These might be wines that have been reviewed during the month on wine-pages, or have appeared in my newspaper column, or they may be wines from a recent tasting that hasn’t yet been written-up in a full-length report. There is a growing archive of these four of the best choices each month.
under a fiver
Lingenfelder (Germany) Bird Label Riesling 2001
A very tough call this month, including two from Oddbins: the Flagstone “Noon Gun” from South Africa, which is a beautiful little wine, and this cracking “halbtrocken” (half-dry) Riesling from an ancient German estate. I’ve chosen it a) because it is a little cracker, and b) because it is a fine introduction to the best qualities of german Riesling if you cannot get hold of my “under a tenner” recommendation below. The nose brims with tropical, pineapple, lime-fresh waxy citus, and glacé fruits. There’s just a suggestion of punchy gooseberry and something mineral too, that adds up to a deliciously complex but arresting picture. On the palate it has a luscious, freshly-squeezed apricot juiciness with plenty of weight and body, and an almost smoothie richness that is shot-through with a dazzling cut of apple acidity. Will cellar for five years plus. Oddbins, £4.99.
under a tenner
J.J. Christoffel (M-S-R) Riesling Ürziger Würzgarten Spätlese 2001
Just a fabulous example of Mosel Valley Riesling at its most alluring. This has an immediately appealing nose of ripe peaches and apricot, with underlying floral nuances and a clean, pure, pear-drop note. Very aromatic, with just the merest hint of developing waxy quality. On the palate it is beautifully clean and crisp, with lovely apple fruit, plenty of sweetness, and a limpid, lemon-honey quality. Good weight in the mouth, and very long and pure. Excellent and balanced for the long haul. The J.J. Christoffel estate (the Erdener Treppchen and Ürziger Würzgarten vineyards) was sold by the retiring owner, Hans-Leo Christoffel, last year, but he is still employed as consultant winemaker. On this evidence, quality has not dropped in the slightest. This wine was presented at a tasting by French & Logan, a brand new young Scottish company whose business is not yet quite off the ground, but who will specialise in top German Rieslings (full report to follow). You will track down J.J. Christoffel wines meantime via Howard Ripley: Tel: 020 8877 3065. £8.79
Yalumba (Australia) “The Virgilius” Viognier 2000
Something unprecedented has happened to me in the past three or four years, in that I have gone from a viognier-doubting sceptic, to a bit of a fan. Thanks is due in the main to Yalumba, and their increasingly convincing efforts. Over the past couple of years they have proved dramatically just how glorious Viognier can be. Too many times I found viognier (made in the northern Rhône under the Condrieu and Château Grillet appelations) initially seductive, but soon becoming overbearing and flabby due to low acidity, too much alcohol, and an unrestrained floral character. Yalumba seem to be getting the balance just right, from their basic “Y series” bottling to this, their flagship wine. I’ve taste the Virgilius before and it has always been impressive, but this bottling manages to be both sumptuous and racy at the same time. It has elegant, gentle, candy-floss and ripe pear on the nose, with a gorgeous undertow of honey, toffee and melting butter. The palate is suffused with ripe, peachy fruit and notes of orange and pear that are round and rich. Focused acidity adds structure, and the finish is gloriously long. A bit of a triumph for Viognier, and excellent/outstanding wine.
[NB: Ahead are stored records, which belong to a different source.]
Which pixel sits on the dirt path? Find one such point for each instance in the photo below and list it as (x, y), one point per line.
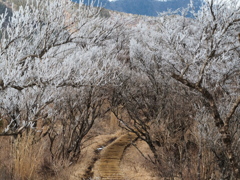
(107, 167)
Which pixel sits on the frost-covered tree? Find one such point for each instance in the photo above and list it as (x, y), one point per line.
(203, 54)
(48, 51)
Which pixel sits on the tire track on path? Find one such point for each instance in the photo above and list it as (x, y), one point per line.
(108, 166)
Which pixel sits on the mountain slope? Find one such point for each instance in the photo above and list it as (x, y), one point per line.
(144, 7)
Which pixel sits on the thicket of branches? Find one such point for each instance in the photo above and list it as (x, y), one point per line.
(173, 81)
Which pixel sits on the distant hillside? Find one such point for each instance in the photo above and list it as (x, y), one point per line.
(144, 7)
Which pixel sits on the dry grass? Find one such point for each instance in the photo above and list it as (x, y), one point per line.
(135, 166)
(27, 157)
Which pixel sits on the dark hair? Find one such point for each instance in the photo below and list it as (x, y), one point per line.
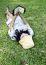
(22, 7)
(19, 6)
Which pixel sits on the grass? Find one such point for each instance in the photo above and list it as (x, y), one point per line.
(11, 53)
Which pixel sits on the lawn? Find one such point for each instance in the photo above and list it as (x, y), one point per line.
(11, 52)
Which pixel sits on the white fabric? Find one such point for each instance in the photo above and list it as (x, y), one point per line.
(19, 9)
(19, 24)
(8, 22)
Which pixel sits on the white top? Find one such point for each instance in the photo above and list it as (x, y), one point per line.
(19, 24)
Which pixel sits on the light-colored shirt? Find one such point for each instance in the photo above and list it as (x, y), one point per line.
(19, 24)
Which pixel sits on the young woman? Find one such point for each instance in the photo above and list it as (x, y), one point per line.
(18, 27)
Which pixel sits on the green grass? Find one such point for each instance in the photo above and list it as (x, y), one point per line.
(11, 53)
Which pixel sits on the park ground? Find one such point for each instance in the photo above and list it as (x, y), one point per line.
(11, 52)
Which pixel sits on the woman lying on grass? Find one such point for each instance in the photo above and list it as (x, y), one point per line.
(19, 29)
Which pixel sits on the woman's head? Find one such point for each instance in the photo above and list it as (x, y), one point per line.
(19, 9)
Selfridges, Robersons, Harrods, Fortnum & Mason £17.99
sky’s the limit
Trimbach (Alsace) Riesling Clos Ste Hune 1976
What a glorious month for tastings, topped off by a vertical tasting of Trimbach’s top Rieslings, the cuveé Frédéric Emile and Clos Ste Hune, in the company of Hubert and Jean Trimbach. I could have chosen just about any of the Clos Ste Hunes I tasted in this category, but the award goes to the magnificent 1976. This wine comes from vines in a monopole vineyard within the Rosacker Grand Cru, which produces extraordinarily complex and long-lived Rieslings. This has a deep, burnished gold colour and a massively mineral nose, with fantastic intensity, a little petrolly note, and a deep, ripe, almost figgy quality of fruit. There’s a candied character from some botrytis, and on to the palate it shows lovely resolution with figgy, toasty, bay-leaf flavours as well as luscious tropical fruit. It has a little sweetness, and the acidity is balanced and generously supports the structure into a long, long, focused finish. Excellent/outstanding. You might find this wine at auction, but the current vintages of 1996/1998 retail at around £55 (the 1997 has been held back, as the 1998 will be earlier drinking). Supply of this wine is very limited, but stockists include Edencroft, The Wine Society, Selfridges and La Vigneronne.